Questione ulteriore è costituita dalla previsione di filtri di ammissibilità. La disciplina vigente prevede un giudizio di ammissibilità della domanda (art. 5, l. n. 117/1988) che, secondo la Consulta, «garantisce adeguatamente il giudice dalla proposizione di azioni “manifestamente infondate”, che possano turbarne la serenità, impedendo, al tempo stesso, di creare con malizia i presupposti per l’astensione e la ricusazione». Nella pratica, tale filtro ha ridotto significativamente il numero delle domande portate al vaglio della fase di merito, fino quasi ad annullarle, e le proposte di riforma si indirizzano verso l'eliminazione di tale giudizio preliminare, ritenuto un ostacolo alla funzionalità dell'intera disciplina. Il meccanismo del filtro, peraltro, non ha nulla a che vedere con la distinzione tra responsabilità diretta/indiretta, essendo stato concepito come garanzia contro le domande temerarie e intimidatorie.
Questione ulteriore è quella dei danni di cui il magistrato debba essere chiamato a rispondere.


1.3. Quali danni risarcire?
Se l'attività del magistrato non è equiparabile alle altre professioni legali e si connota per caratteristiche che giustificano una disciplina differenziata da quella degli altri dipendenti pubblici, bisogna chiedersi quali siano i danni da risarcire nell'ambito delle funzioni giudiziarie.
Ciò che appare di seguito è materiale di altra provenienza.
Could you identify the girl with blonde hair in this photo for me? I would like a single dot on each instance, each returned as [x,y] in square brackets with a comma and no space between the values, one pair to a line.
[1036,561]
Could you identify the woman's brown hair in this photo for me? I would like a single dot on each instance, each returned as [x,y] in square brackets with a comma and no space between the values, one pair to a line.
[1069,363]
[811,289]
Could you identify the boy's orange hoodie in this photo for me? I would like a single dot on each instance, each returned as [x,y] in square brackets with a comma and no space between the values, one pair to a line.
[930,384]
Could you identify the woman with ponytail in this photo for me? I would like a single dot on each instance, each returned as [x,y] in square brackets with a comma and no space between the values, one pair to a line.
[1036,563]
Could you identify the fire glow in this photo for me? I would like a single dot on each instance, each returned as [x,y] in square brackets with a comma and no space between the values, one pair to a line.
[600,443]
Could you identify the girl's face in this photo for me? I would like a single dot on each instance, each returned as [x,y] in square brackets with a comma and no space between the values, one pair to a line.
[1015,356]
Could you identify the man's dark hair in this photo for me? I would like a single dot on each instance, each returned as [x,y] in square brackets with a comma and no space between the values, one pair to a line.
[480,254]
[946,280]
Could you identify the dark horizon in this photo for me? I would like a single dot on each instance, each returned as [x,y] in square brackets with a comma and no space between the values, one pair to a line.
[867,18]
Sul punto, la l. n. 117/1988, al di là dell'ipotesi del dolo, ha specificato i casi in cui sussiste una colpa grave (art. 2, co. 3), tipizzando anche il caso del diniego di giustizia (art. 3). Inoltre, il legislatore ha introdotto la c.d. clausola di salvaguardia, per cui l'attività di interpretazione di norme di diritto e quella di valutazione del fatto e delle prove non possono dar luogo a responsabilità (art. 2, co. 2). La legge, su questa linea, ha ampliato la sfera dell’irresponsabilità fino al punto in cui l’esercizio della giurisdizione, in difformità da doveri fondamentali, non si traduca in violazione inescusabile della legge o in ignoranza inescusabile dei fatti di causa, la cui esistenza non è controversa (Corte cost., 19 gennaio 1989, n. 18, cit.).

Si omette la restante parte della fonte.